We could spend hours - even days - speaking of how lucky we were to have Virgil Elliott as our dad and not even touch the surface of the memories we hold near and dear to our hearts. His battle with cancer was brutal on him - especially at the end. He wasn't able to live the life he enjoyed. His quality of life was substandard at best.

I am thankful that he isn't suffering any more. He doesn't have to deal with pain, he doesn't have to struggle to breath when attempting the simplest of tasks. I am sad for other selfish reasons. I am sad that he will not be able to see grandchildren celebrate birthdays, graduations, weddings and the arrival of great grandchildren. I am sad that future great grandchildren will not have the luxury of knowing – experiencing "pawpaw".
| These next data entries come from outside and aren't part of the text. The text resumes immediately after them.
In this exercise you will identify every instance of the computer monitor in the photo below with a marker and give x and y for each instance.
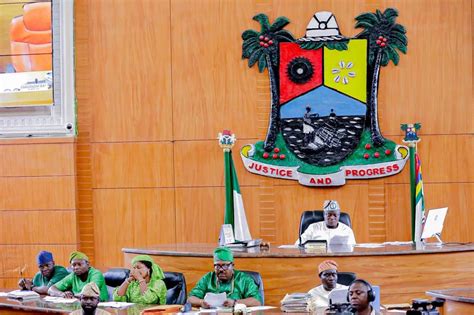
(434, 223)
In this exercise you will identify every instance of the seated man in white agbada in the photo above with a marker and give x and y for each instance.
(327, 272)
(331, 230)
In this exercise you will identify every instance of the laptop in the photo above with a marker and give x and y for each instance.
(434, 223)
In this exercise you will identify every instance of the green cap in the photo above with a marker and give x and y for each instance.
(223, 254)
(78, 255)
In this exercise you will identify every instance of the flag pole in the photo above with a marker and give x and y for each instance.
(411, 139)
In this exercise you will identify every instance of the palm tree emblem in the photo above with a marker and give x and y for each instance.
(262, 48)
(385, 38)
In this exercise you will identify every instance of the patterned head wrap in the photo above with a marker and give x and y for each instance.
(157, 272)
(77, 255)
(44, 257)
(327, 265)
(91, 289)
(223, 254)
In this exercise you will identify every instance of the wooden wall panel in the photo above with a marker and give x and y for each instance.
(130, 60)
(458, 197)
(292, 201)
(138, 164)
(30, 227)
(431, 79)
(37, 159)
(131, 218)
(33, 193)
(200, 213)
(201, 163)
(157, 80)
(37, 191)
(212, 87)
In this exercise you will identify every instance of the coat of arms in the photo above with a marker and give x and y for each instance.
(323, 126)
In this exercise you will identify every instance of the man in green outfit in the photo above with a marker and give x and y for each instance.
(83, 274)
(47, 275)
(239, 286)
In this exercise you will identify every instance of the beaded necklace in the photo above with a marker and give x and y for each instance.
(231, 284)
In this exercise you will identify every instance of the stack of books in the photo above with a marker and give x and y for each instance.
(296, 303)
(23, 295)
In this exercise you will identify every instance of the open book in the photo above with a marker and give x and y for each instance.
(23, 295)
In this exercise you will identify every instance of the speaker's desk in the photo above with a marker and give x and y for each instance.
(403, 272)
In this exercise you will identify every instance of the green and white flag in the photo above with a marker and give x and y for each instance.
(234, 206)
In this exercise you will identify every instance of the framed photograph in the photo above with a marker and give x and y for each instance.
(37, 95)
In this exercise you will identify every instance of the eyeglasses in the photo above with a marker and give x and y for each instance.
(223, 266)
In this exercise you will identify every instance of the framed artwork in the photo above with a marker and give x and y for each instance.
(37, 95)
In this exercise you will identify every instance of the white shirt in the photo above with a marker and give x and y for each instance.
(320, 297)
(342, 234)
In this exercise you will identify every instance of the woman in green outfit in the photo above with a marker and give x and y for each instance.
(145, 284)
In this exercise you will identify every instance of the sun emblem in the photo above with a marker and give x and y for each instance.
(343, 72)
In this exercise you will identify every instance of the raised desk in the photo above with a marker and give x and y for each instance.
(12, 306)
(457, 301)
(403, 272)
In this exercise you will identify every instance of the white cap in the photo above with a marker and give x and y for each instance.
(331, 205)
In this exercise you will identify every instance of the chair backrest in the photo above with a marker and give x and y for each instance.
(176, 288)
(257, 278)
(115, 277)
(312, 216)
(174, 281)
(345, 278)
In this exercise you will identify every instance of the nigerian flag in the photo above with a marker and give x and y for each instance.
(234, 207)
(419, 199)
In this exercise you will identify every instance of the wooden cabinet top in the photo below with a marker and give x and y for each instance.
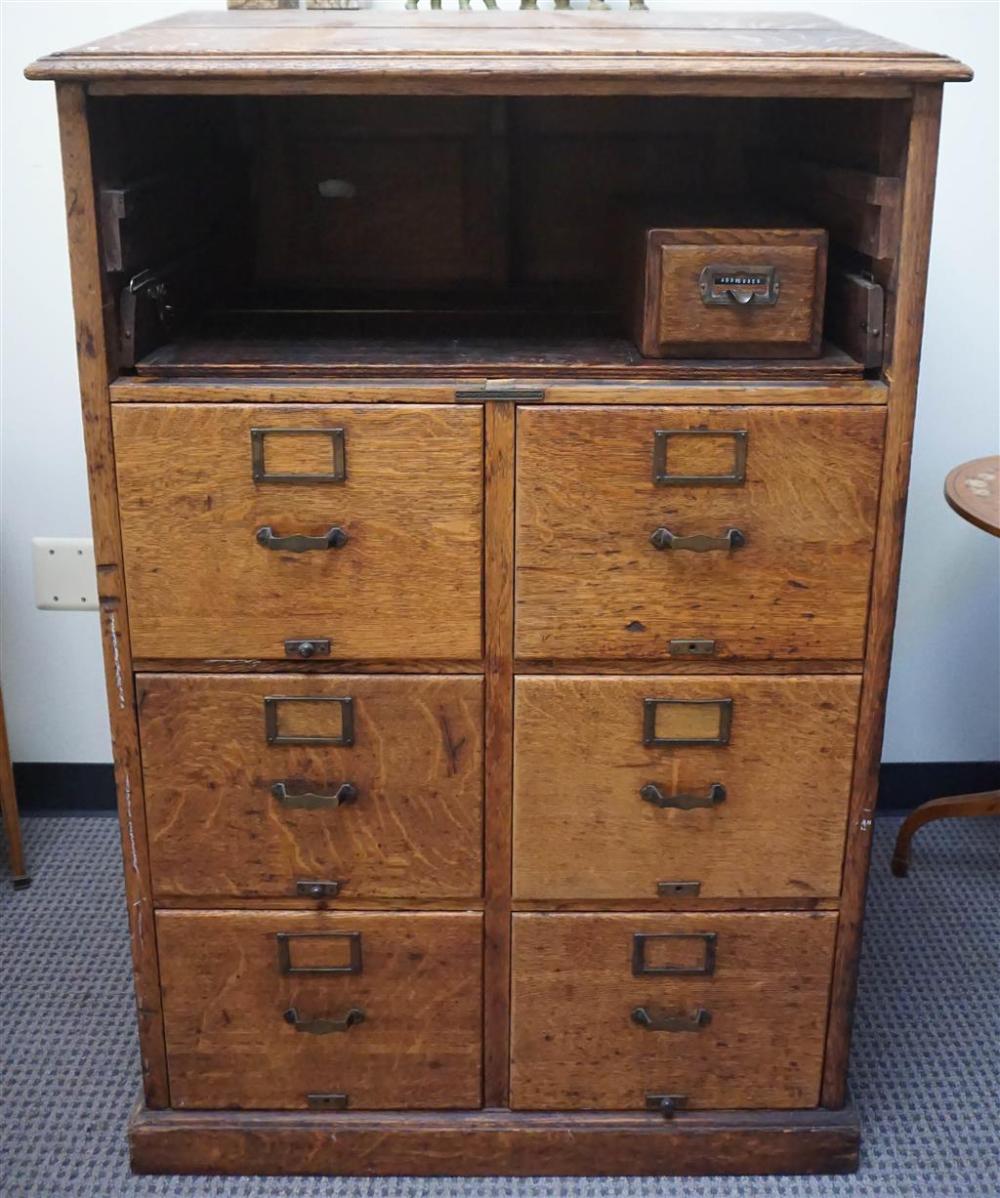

My daughter shared her words of wisdom with me Monday via texted. These words have gotten me through some really tough times the past few days when I haven't felt very strong or brave. I will paraphrase her text to me after telling her I felt heartbroken..... She said that fortunately, all of the grandchildren had a bit of pawpaw in them - many have the crafty - creative side of pawpaw and they all have some form of his quirky humor. Her heart was broken every time she had seen her pawpaw and wasn't able to be "pawpaw".

Her text has so MUCH truth in it. They DO each have a bit of their pawpaw in them. She offered her words of wisdom to me, my son Ryan, showed care and concern about how I was getting here. "Who was driving?" he asked me several times. Devon used his creativity and made a beautiful bouquet of roses made from strawberries for mom in hopes to brighten her day just a bit. I saw Tyler comforting his mom and sisters last night at the visitation. Summer showed strength and bravery, as I saw her holding back tears many times last night. Autumn sang for her pawpaw today also showing strength and bravery. So physically, Daddy is not with us but he lives within each one of us in one way or another.

So, THANK YOU Dad for being an awesome dad. Thank you for loving us unconditionally and allowing us to view the world through your eyes.

You rest easy up there...and we will try and take care of things down here as best we can.